Where has this flight of fancy led me? Perhaps I see a new breed (Argh. Echoes of Isadora's frightening prophecy, "I See America Dancing"...) of student, firing away those motor impulses via computer and recognizing the need to stumble away from the keyboard into the studio space to explore his or her own body's potential to actually do the stuff! Hey, what a way to learn to move, side-stepping an imposed technique, method, or stylistic orientation! But then what of the knowledge gleaned by our forbears, those maverick moderns forging the phrase, plying the space, mining body and soul in their New York studios to invent the art form called Modern Dance, or by the new body artist/scientists, the mind-body folks, the ideokinesis researchers, release technique or contact improv holy rollers, the neos and the new wavers and the post-post ragers? What of the real stuff of the body, of weight and soul, of gravity and grace?

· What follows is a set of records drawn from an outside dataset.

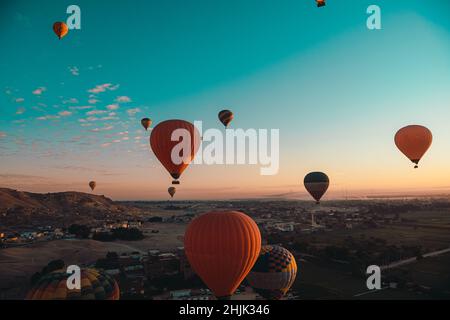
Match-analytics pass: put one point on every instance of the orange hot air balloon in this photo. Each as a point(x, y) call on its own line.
point(184, 148)
point(172, 191)
point(61, 29)
point(226, 116)
point(222, 248)
point(146, 123)
point(413, 141)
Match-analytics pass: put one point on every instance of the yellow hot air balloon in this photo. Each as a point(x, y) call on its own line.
point(60, 29)
point(226, 116)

No problem. The technology only feeds the tradition, promoting further invention, movement variation and another mirror on the inventor. The process mirrors the thoughts, feelings, esthetics, and images of the processor--whether on-screen or on stage--while extending the learning loop. What is thought by the choreographer is seen in the mind's eye is imprinted on the screen is learned by the dancer is remembered is experienced is performed for the viewer, and is in turn experienced by the viewer while it is remembered is imprinted is seen is thought, entering into an interfacing stream of perception and experience with the next inundation of imagery, leading us--dancer and audience alike--repeatedly and inevitably back through the body. The body is the transmitter and resonator. It contains all. No more the need to demarcate exclusive territories. The Life Forms screen makes that all too obvious, that it is only one piece of THE ACTION, one more site along the route of transmission. The body, with both its inbuilt and accessory technologies, remains the ultimate tool...to the future. To the "now".

...so little time to be born to the moment....

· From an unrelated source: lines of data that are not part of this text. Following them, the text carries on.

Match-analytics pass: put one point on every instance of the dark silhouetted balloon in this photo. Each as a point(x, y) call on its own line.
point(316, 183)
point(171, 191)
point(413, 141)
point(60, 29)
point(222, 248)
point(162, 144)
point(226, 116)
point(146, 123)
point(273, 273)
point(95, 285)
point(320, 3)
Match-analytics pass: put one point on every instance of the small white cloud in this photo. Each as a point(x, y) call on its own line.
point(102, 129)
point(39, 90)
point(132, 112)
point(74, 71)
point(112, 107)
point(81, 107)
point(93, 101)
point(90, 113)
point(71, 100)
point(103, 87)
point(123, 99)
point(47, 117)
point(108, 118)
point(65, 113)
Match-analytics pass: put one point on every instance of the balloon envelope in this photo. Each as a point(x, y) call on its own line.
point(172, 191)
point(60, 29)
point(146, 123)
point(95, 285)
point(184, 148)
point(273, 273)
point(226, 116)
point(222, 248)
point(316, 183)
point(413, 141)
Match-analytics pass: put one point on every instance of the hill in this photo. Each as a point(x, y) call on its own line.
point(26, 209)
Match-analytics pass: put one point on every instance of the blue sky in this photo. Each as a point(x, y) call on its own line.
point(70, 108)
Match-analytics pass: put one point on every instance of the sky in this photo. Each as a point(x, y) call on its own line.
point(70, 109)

I suppose some of my future students will take to the computer as I once did to the violin; they will learn to tune the instrument, practice it hour upon hour in isolation facing a series of notated signals, perform on it, and make music for other bodies to interpret and appreciate. Some will set aside such an extension or appendage of the body in order to get up and dance, as I did,--compelled to engage directly with their bodies-as-animators, experiencing simultaneously the mind and muscle as instantaneous projectors and mirrors or screens upon which the unfolding imagery is printed and performed. They will learn that the impulse-as-image springs as easily from the muscle as from the brain, feeding both and annihilating the lag between the visceral and the visual. Some will learn to revel in both choreographic technologies-- whether on-screen computer progams or in-studio live action --as mutual means to discovering movement with seamless intelligence, grace and an understanding of the body's infinite potential for permutation and expression. They will learn with time and countless efforts that there is a wisdom in the dancing body which will not be betrayed by any technique or technology; rather, that wisdom, (sometimes very personal and idiosyncratic in style, sometimes more broadly accessible and universal), will be revealed and enhanced by those techniques and technologies which, in the end, serve the living, dancing figure in real space and time.

And their students, in turn, will explore new "takes" on technologies and new loopings back to the body, transforming both in a slow spiral through changing times and generations of choreographers.

My plea to future students: teach your teachers well.